My gf's employer was going into administration last month. AI was surprisingly competent in determining where to seek advice and had a decent understanding of what to expect and how to approach things such as not getting paid on time (which happened last week).

Of course, we double and triple checked any information given to us with the relevant bodies, but it provided a little relief to go into something so chilling not being completely clueless.

AI has its use, but you have to know how to extract the information you need.

It's stupid the way people are using it for therapy.

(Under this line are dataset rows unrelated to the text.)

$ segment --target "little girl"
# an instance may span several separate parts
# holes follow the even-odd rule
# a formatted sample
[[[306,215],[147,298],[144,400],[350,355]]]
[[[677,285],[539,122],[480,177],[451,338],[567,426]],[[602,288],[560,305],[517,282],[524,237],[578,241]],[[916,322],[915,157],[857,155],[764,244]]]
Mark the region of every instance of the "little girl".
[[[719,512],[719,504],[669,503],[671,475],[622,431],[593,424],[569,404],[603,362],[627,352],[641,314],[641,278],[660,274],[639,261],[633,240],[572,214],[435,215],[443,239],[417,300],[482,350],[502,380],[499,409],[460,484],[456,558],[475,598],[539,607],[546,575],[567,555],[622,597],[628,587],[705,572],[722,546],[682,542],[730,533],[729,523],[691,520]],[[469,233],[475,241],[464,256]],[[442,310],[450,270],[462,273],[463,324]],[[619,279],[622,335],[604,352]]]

Like, by all means ask it if it knows any organisations which can help you, then look those up, but don't tell it a load of personal information about your relationship, because the reply will be something akin to the advice you see on r/relationships (which is probably where it scraped its data from) 😅

[–] WanderingThoughts@europe.pub 4 points 4 days ago

Judges are warning lawyers there will be sanctions if they kept using LLM to do their research as documents with fake references keep appearing.

[–] CosmoNova@lemmy.world 4 points 3 days ago (1 children)

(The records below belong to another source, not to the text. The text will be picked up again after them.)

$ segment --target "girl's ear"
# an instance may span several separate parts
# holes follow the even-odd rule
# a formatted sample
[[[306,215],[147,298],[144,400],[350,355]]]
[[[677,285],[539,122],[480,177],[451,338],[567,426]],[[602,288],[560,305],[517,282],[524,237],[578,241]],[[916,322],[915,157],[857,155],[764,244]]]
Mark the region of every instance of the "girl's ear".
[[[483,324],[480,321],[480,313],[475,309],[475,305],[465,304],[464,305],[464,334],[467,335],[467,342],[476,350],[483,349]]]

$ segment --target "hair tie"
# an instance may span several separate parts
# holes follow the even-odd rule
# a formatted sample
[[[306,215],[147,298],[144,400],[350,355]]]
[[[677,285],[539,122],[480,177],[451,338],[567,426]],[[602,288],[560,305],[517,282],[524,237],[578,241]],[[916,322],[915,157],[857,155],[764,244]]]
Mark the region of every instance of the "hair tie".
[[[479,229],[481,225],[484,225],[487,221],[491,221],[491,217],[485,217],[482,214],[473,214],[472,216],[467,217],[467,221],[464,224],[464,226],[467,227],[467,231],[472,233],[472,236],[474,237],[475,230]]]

And I wish they would tone down the hype. Maybe we can meet in the middle?

[–] SculptusPoe@lemmy.world 2 points 3 days ago

Well, I do wish they would promote the actual use and limitations of AI and stop making up crap and overselling the use cases. I use ChatGPT at work all the time as a start for research, but if I took any of it as being reliable info to run with I would be in grave trouble. It is a great tool that has saved me much time because I know how far to trust it and how to use it. The progress is very impressive as I've been using AI art services for years, and the difference between the random blobs from back then and the great stuff it can generate now is pretty stark. Same thing with the LLMs. I've been using ChatGPT since it showed up and it has improved greatly since then. Before all this I talked to people who were using AI training on various picture recognition projects where getting data from other sensors was not practical. ... Overall AI is pretty exciting, but the non-stop hype and hate headlines is doing nobody any favors.